Indian sources also claim that in terms of aircraft lost to sorties flown, the Indian Air Force's attrition rate (1.5%) was lower than the Pakistani attrition rate (1.82%).
Another factor which makes it difficult to determine the outcome of the 1965 air war is the issue of aircraft lost in the air in air-to-air combat or to ground fire as opposed to aircraft lost on the ground due to bombing. A large number of Indian aircraft losses occurred on the ground during the attacks on Kalaikkunda and Pathankot—up to 60 per cent by some accounts. —while most of the Pakistani losses were in aerial combat.
India's air chief marshal Arjan Singh claimed that despite having been qualitatively inferior, his air force achieved air superiority in three days. According to Kenneth Werrell, the Pakistan Air Force "did well in the conflict and probably had the edge". When hostilities broke out, the Pakistan Air Force with around 100 F-86s faced an enemy with five times as many combat aircraft; the Indians were also equipped with comparatively modern aircraft inventory. Despite this, Werrell credits the PAF as having the advantage of a "decade's experience with the Sabre" and pilots with long flight hours experience.
Effect on future wars
The lessons of the 1965 war led India to refine its tactics which proved decisive in the 1971 war. Pakistani forces failed to take account of the extent to which they had relied on two factors which the IAF could not take for granted – complete ground-based defensive radar coverage and an adequate supply of air-to-air missiles. Much effort was expended in India to remedy these deficiencies before 1971.

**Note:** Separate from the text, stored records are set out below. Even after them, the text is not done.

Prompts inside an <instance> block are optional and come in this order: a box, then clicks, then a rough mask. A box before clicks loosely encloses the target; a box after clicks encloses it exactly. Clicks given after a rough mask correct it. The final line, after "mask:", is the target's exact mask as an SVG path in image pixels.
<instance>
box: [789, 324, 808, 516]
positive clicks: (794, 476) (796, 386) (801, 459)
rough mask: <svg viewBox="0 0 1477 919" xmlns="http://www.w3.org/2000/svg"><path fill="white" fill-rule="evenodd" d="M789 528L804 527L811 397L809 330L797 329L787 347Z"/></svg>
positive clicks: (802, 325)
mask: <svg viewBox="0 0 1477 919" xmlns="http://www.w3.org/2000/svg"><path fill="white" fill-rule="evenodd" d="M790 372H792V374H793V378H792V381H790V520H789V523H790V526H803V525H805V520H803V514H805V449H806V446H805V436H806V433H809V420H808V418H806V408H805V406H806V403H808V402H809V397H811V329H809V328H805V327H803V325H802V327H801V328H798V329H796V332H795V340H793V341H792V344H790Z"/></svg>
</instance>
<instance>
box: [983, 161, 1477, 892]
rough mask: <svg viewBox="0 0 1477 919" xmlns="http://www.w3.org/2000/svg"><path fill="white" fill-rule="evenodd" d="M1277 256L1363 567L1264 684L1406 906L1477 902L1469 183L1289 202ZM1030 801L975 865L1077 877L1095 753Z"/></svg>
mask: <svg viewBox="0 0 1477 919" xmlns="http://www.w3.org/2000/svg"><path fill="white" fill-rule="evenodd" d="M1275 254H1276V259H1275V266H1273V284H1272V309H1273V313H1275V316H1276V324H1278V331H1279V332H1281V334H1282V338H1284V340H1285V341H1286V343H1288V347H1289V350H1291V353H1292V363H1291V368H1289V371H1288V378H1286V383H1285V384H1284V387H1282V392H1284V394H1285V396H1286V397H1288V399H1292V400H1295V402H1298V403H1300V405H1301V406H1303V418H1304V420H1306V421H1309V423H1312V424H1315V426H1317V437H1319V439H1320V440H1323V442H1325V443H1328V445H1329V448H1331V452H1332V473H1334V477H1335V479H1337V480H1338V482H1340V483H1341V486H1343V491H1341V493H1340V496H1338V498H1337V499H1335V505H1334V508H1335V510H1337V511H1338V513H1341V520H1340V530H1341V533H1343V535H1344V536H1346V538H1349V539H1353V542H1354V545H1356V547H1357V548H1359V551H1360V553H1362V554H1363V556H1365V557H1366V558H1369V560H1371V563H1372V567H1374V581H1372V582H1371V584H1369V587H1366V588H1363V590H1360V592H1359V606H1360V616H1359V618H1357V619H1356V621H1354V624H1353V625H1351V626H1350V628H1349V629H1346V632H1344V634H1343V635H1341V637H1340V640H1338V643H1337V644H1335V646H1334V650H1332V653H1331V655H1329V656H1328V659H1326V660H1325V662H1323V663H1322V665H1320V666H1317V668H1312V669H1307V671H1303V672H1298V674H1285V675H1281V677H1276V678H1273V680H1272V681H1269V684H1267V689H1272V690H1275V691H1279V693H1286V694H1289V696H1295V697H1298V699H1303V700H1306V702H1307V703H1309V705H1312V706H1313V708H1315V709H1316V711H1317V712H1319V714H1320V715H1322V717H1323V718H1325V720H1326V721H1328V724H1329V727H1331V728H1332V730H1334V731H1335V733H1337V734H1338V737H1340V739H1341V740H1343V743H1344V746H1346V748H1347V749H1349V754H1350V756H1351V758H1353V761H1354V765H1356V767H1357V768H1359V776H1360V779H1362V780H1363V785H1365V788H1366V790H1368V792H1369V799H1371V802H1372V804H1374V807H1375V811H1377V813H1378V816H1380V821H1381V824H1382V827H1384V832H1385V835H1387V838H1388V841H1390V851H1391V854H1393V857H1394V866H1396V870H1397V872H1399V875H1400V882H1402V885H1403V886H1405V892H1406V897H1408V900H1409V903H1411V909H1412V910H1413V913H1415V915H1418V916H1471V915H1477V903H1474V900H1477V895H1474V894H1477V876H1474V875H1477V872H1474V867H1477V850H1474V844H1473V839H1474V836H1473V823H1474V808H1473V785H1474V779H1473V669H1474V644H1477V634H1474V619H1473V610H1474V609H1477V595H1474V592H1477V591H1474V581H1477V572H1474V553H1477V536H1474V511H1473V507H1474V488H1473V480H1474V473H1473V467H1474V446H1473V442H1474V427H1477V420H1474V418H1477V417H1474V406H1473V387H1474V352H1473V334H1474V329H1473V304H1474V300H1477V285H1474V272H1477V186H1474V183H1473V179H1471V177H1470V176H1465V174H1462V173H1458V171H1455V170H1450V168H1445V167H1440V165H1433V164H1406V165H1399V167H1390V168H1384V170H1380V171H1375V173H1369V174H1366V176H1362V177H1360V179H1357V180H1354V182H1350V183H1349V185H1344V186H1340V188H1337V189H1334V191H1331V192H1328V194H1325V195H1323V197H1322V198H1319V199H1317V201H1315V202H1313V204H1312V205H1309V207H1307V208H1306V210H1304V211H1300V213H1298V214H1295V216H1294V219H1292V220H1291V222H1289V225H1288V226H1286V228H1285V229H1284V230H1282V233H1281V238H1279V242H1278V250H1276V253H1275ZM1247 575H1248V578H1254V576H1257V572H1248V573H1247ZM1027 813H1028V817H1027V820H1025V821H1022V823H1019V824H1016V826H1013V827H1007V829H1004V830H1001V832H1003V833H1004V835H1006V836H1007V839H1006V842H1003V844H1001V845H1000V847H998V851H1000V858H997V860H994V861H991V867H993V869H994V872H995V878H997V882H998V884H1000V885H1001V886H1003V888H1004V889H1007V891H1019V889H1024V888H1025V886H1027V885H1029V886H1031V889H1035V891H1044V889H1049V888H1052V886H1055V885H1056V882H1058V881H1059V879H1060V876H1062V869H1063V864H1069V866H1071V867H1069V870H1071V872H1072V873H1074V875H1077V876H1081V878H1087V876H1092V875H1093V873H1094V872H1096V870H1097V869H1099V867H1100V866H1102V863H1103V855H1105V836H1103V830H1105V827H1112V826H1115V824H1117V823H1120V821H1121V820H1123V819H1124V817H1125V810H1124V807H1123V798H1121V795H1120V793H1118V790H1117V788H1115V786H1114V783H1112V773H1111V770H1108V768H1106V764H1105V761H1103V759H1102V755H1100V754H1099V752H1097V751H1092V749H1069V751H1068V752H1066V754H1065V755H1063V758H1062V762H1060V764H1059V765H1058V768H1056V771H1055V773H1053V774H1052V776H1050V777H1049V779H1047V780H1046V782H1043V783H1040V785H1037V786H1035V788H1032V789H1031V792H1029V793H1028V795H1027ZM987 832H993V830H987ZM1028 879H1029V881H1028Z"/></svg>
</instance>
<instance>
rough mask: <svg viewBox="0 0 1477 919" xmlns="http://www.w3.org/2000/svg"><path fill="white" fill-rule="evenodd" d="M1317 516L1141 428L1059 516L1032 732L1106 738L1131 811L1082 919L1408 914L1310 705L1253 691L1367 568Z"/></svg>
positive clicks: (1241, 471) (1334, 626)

With Soviet aid, India established a modern early warning radar system, including the recently introduced 'Fansong-E' low-level radar, linked with SA-2 'Guideline' surface-to-air missiles and a large number of AA guns. By December 1971 the IAF comprised a total of 36 squadrons (of which 10 were deployed in the Bengal sector) with some 650 combat aircraft.
Moreover, the 1965 war resulted in the USA imposing a 10-year arms embargo on both sides. This had no effect on India, which had always looked to Britain, France and even Russia for arms, but was disastrous for Pakistan, which was forced to acquire 90 obsolete second hand Sabres via Iran, 28 Mirage IIIs from France and 74 maintenance intensive Shenyang F-6s. It was unable to replace losses among its (already weak) force of B-57s, or to acquire a modern interceptor in realistic numbers.